S.T.E.A.M. Day

EQ is the new IQ – The Rise of Social Emotional Learning

Social emotional learning (SEL) has been a topic of interest in the academic field for many years. Countless studies have linked social and emotional skills to academic achievements and future success, yet in places like Hong Kong, there is still a distinct lack of emphasis placed on SEL, especially in early childhood education. We want to take a deeper dive into how SEL is taught in schools, and how caregivers can reinforce it at home through simple activities.


SEL can and should be taught at school

There are common misconceptions that SEL cannot be explicitly taught in schools. Perhaps some people believe it’s a ‘soft skill’ or that children just have ‘different personalities’ that can’t be changed.
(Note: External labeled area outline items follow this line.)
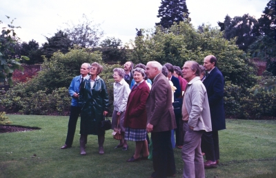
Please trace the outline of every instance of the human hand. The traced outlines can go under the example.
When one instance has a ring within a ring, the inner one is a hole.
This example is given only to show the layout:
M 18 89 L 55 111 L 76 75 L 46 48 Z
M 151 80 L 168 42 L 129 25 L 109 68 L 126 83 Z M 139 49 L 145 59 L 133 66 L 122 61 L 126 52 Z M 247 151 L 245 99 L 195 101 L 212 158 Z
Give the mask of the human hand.
M 79 94 L 77 92 L 74 92 L 73 97 L 78 98 L 79 97 Z
M 153 125 L 150 123 L 148 123 L 147 127 L 146 127 L 146 130 L 148 132 L 151 132 L 153 130 Z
While true to some extent, personality does not dictate whether or not a child is able to identify, communicate, and manage their emotions. An example of an SEL program is the ‘Second Step Program’, which Tutor Time incorporates into their Nursery and Kindergarten programs.


2 to 3 years old

At the Nursery level, we harness students’ energy and potential by teaching them:

  • Listening skills: Children need to be able to listen just as much as they need to sit still in order to absorb what the teacher is saying.
  • Focus and attention: Every parent knows this is one of the greatest challenges of this age. The Second Step Program provides our teachers with simple strategies to promote attention.
  • Sharing with peers: Children at this age are learning to share, whether that’s sharing toys, books, or a snack. It’s hard for them to understand why they have to share.
  • Appropriate behaviour: Children often don’t know how to react appropriately to difficult situations, such as having their toy snatched away. Should they hit? Should they cry?


By the end of the academic year, students will have gained the necessary social and emotional skills that will allow them to thrive in kindergarten.


3 to 6 years old

At the kindergarten level, we begin to introduce class responsibilities in rotation so that each student can practice being a leader. For example, children will take turns being line leader, custodian, librarian, safety captain and so on. We also like to do a lot of role-play scenarios with props to allow students to work through problems they might encounter in real life. Take this scenario as an example:


Jim was playing with a puzzle and he agreed to share after 5 minutes. 5 minutes later, Jess takes the puzzle from Jim before he finishes. Jim snatches the puzzle back and they both get upset.


  • What should Jess say to Jim before taking the puzzle?
  • What should Jim do instead of snatching the puzzle back?


Strategies for SEL at home


  1. Puppets 

Use puppets to act out scenarios that your child has trouble dealing with. Ask your child what the puppet can do and engage in role play.


  1. Visual routine chart

Create a visual daily routine chart so that your child knows what they have to do each day. This will help a lot with tricky transitions (like play time to bed time).


  1. ‘Time in’ instead of ‘time out’

Use tantrums and meltdowns as learning opportunities. Remove your child from the situation, sit with them, help them identify their feelings, then work on a coping method.


  1. Feelings chart

Print out a ‘feelings chart’ with the names and facial expressions of different feelings. This will help your child understand, identify, and express their feelings.


  1. Develop resilience through play

Play time is a great chance to let your child develop resilience. When they fail a task (i.e. a puzzle), encourage them to try again. If needed, assist them just enough so that they can complete the task.


Social and emotional skills are definitely teachable. Caregivers and teachers just need a little bit of structure and guidance so that they can effectively implement SEL in their classrooms and homes. With the right guidance, we can raise a generation of mindful, resilient, and empathetic individuals who can also achieve great academic success.